Using ‘Slop Forensics’ to Determine Model Ancestry

17 points by emschwartz

n1000

If you dismiss this because you’re not interested in LLMs you might miss a pretty cool statistical idea!

Combining stylometry with phylogeny to draw trees is clever! Using it to reveal the phylogeny of synthetic training data is pretty neat, but I want to see the same technique used on real literature. Can we draw a phylogeny (maybe a more complex graph) of influential authors? Genres?

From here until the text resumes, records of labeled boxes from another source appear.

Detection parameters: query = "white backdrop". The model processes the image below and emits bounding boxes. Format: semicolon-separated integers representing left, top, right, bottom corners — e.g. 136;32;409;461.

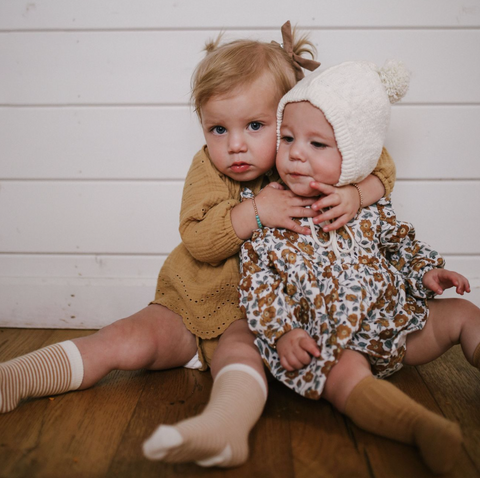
0;0;480;328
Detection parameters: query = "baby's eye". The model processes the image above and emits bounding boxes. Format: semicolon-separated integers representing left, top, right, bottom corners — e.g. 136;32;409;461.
210;126;227;134
248;121;263;131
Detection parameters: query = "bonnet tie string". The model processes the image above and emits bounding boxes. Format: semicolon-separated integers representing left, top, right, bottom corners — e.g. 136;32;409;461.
308;217;355;259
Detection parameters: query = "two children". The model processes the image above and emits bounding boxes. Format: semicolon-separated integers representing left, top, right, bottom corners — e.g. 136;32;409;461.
240;62;480;473
0;24;394;466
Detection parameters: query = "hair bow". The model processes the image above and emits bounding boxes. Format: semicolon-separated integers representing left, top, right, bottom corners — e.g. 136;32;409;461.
273;21;320;81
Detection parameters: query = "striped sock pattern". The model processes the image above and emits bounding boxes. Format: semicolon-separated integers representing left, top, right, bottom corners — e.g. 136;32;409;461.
0;341;83;413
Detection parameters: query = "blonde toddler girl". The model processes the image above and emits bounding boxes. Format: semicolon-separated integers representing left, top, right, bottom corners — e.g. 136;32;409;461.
0;24;394;466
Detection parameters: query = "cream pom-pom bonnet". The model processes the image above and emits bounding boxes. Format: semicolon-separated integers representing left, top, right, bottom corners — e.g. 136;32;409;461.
277;60;410;186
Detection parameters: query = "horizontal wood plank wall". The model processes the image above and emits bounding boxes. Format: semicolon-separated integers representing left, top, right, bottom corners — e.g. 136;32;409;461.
0;0;480;328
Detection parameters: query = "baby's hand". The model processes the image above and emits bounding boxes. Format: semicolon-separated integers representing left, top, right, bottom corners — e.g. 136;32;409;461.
310;182;360;232
423;269;470;295
255;183;317;234
277;329;320;372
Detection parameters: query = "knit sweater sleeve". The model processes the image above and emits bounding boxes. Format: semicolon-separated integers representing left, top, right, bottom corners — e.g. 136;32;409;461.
372;148;397;196
179;150;243;266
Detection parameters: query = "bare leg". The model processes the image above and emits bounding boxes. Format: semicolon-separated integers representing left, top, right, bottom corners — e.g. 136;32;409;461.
324;350;462;473
144;320;267;467
0;305;197;413
73;304;197;389
404;299;480;367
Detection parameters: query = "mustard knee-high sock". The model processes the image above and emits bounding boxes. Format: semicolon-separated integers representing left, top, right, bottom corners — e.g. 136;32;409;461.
345;376;462;473
143;364;267;467
0;340;83;413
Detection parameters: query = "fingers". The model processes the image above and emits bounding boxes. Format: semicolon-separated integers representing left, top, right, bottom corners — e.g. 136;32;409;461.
280;347;312;372
286;219;312;236
322;214;349;232
310;181;337;196
298;337;320;358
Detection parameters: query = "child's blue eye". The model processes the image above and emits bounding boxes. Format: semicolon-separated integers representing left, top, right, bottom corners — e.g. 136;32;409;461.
211;126;227;134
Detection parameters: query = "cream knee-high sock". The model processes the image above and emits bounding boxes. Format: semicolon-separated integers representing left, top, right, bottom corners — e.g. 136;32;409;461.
143;363;267;467
345;376;462;473
472;344;480;369
0;340;83;413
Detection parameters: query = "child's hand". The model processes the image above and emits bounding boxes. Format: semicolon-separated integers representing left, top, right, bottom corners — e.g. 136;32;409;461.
423;269;470;295
310;182;360;232
255;183;317;234
277;329;320;372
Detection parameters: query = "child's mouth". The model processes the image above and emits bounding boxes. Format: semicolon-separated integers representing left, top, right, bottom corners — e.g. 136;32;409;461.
230;163;250;173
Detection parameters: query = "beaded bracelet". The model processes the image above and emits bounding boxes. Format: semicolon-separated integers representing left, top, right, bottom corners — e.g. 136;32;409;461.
252;197;263;229
352;183;363;216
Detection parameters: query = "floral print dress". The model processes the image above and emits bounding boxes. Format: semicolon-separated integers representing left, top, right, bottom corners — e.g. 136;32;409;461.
239;194;444;399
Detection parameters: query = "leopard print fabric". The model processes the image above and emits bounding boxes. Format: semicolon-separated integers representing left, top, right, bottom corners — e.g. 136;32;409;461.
239;191;444;399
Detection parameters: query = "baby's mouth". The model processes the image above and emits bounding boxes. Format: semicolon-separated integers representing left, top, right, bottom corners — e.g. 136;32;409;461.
230;161;250;173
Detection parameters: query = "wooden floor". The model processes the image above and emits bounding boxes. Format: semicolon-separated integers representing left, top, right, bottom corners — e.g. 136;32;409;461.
0;329;480;478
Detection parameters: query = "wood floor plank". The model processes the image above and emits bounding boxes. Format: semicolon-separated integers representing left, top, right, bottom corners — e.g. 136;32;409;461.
418;346;480;476
350;359;480;478
278;383;370;478
0;329;480;478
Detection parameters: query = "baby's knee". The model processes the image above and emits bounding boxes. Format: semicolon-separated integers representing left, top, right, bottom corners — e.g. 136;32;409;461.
322;349;372;412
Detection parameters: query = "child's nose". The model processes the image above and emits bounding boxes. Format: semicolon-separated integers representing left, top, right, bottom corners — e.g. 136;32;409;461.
228;133;247;153
290;143;305;162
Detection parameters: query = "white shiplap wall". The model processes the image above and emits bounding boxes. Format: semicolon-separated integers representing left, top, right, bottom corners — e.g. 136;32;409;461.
0;0;480;328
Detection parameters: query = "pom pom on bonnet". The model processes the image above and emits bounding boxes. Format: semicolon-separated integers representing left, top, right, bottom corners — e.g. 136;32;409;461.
277;60;410;186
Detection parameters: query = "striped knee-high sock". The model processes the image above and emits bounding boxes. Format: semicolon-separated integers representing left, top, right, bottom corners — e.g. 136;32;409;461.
143;363;267;467
0;340;83;413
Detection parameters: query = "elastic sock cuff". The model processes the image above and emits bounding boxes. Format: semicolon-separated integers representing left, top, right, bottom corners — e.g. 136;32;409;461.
215;363;268;400
58;340;84;390
472;344;480;369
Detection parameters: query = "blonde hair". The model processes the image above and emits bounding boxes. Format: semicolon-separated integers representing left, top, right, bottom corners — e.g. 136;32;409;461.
191;29;316;119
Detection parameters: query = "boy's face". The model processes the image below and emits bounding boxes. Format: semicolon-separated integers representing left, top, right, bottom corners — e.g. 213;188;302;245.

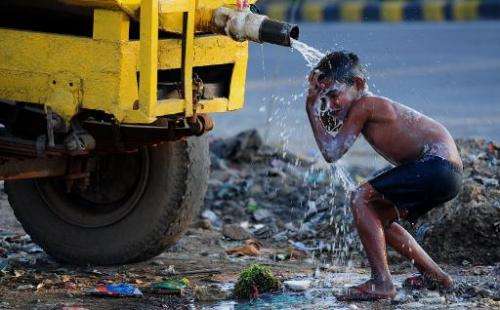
320;80;358;110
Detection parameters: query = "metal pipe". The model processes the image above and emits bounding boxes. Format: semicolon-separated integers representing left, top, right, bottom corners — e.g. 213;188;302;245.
0;157;67;180
211;7;299;46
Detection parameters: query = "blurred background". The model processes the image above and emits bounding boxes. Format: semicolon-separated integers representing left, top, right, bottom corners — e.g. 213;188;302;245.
214;0;500;167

I’d like to see, or maybe I’ll do, a sort of network analysis of literature. Maybe some statistical methods can quantify the impact of Poe and Arthur Conan Doyle on mystery fiction. I don’t know, it looks like there’s a lot of potential for some novel digital humanities work on quantitative analysis of literary genres & influences.

Slop forensics repo

ocramz

perhaps, but (asking as someone who spent exactly 60 seconds studying this field) are all the influences reducible to factors that are in-the-text? I suppose this is easier to answer for genetics than for cultural artifacts like fiction.
- andrewballinger
  
  As someone who hasn’t even spent 60 seconds studying this field. Yes!
  
  Words don’t have intrinsic meanings and between two individuals the interpretation of a word or phrase (the union of their understanding of the use of that word) may be empty! Between any two individuals, there are certainly many words which are!
  
  Now to go read the article …
  - gerikson
    
    After LLMs, everyone is a postmodern literary critic. There’s no objective truth, just Text.
    
    andrewballinger
    
    I was a postmodern literary critic before LLMs as well, but I generally expected silence or a nice discussion, not dismissal and derision.
    
    andrewballinger
    
    On second thought, it’s probably time to get out of here.
    
    I’ve been on lobste.rs since hearing about it on the IRC at Railsconf 2012, but it’s time to move on.
    
    Please DM me if you know of a better community of early adopters / more open minded people.
    
    andrewballinger
    
    That article was fascinating… If these models are trading off ‘learning from each other’ under human guidance, at what point will we expect a model with an understanding of at least one concept which is completely divorced from any human understanding? Does it even require multiple ‘generations’?
    
    Is there some kind of… Common novelty metric in genetics which would fit this definition when applied to semantics? (i.e. a novel gene which has no obvious ancestors corresponding to a novel phrase which an LLM uses frequently but which, statistically, did not exist in the training data)?
    
    hobbified
    
    at what point will we expect a model with an understanding of at least one concept which is completely divorced from any human understanding
    
    When there’s something there that can contribute some understanding, based on its experience of something other than text, i.e. not any time soon.
    
    Unless you want to set a different bar for “understanding”, in which case it happened a long time ago with SolidGoldMagikarp.
    
    andrewballinger
    
    Where should we set the bar in the first place?
    
    I’m 35, my definition of ‘a long time ago’ is probably different then yours, and I find it’s very helpful to set the goalposts in advance so that when we inevitably blow through them we can say, ‘well, there it went’ instead of ‘herp, well, we should just ignore the last 60 years of comp-sci/philosophy/ethics papers that discuss the turing test’.